The coverage includes doctor visits, hospital stays, and other basic medical care. Private health insurance can also be purchased to include coverage for things not included in the MCP, such as prescription drugs, dental, and more.
Post-secondary education in Newfoundland and Labrador is small, but effective, offering some of the most comprehensive degree programs. The province also offers several health-related programs, through its 25 private colleges. The Fisheries and Marine Institute also offers training and Fishery and Marine technology.
Universities and Colleges in the province offer over 175 programs in a range of industries and subject fields, to help prepare students for life after graduation and future employment. Programs are offered in areas such as medicine, education, business, geology, engineering, arts, music, pharmacy, science, tourism, IT, industrial trades, health sciences, and social work.
Each year the province enrols about 2,500 international students at its universities and colleges, located in St John's and Stephenville.
Universities and Colleges
For decades, the exploitation and export of natural resources has been the foundation of the Newfoundland and Labrador economy, inlcuding fisheries, mining, and forestry.

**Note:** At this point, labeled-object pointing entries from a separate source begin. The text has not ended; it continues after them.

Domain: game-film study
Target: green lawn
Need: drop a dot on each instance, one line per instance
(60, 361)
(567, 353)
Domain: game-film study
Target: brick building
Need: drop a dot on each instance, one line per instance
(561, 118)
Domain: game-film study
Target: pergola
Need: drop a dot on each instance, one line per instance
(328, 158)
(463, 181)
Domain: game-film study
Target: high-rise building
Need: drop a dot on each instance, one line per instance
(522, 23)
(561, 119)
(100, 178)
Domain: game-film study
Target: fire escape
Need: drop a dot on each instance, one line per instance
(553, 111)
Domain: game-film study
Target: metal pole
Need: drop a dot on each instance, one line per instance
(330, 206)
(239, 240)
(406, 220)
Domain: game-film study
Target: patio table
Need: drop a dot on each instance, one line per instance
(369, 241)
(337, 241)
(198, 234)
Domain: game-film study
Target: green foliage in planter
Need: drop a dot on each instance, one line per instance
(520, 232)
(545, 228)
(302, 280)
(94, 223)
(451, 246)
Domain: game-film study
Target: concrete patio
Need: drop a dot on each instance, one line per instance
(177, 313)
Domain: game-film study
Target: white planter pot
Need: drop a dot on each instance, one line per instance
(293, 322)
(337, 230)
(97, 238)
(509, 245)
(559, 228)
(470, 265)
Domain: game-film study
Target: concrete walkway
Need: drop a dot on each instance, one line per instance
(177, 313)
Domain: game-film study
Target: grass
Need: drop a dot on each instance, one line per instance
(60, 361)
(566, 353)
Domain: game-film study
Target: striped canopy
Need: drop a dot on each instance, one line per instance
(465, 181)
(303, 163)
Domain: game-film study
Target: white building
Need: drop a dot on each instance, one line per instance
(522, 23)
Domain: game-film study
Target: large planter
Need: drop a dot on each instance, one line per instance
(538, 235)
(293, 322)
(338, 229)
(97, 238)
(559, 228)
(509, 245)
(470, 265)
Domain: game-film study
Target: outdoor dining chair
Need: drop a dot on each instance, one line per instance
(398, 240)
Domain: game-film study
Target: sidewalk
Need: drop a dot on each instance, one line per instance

However in recent years, the primary economic industries in the province have seen an alarming decline. In the 21st century, the economy has shown signs of recovering, with emerging industries like mineral extraction, and the growth of tourism contributing largely to this success.
Resources and power
A majority of the Province's mining is now based in Western Labrador, and focused on the mining of iron ore, as well as nickel, copper, cobalt, gold, barite, silica, dolomite, gypsum, sand, gravel, and peat.
The pulp and paper industry, wood products, building and repairing ships and boats, and the food and beverage manufacturing companines are dominant industries
Tourism is another growing sector.
Some of the other primary growth industries in the province includes retail, health care, education, public administration, and professional services. A large portion of the country's revenue comes from local sales and income taxes.
The unemployment rate in the province is also higher than the national average.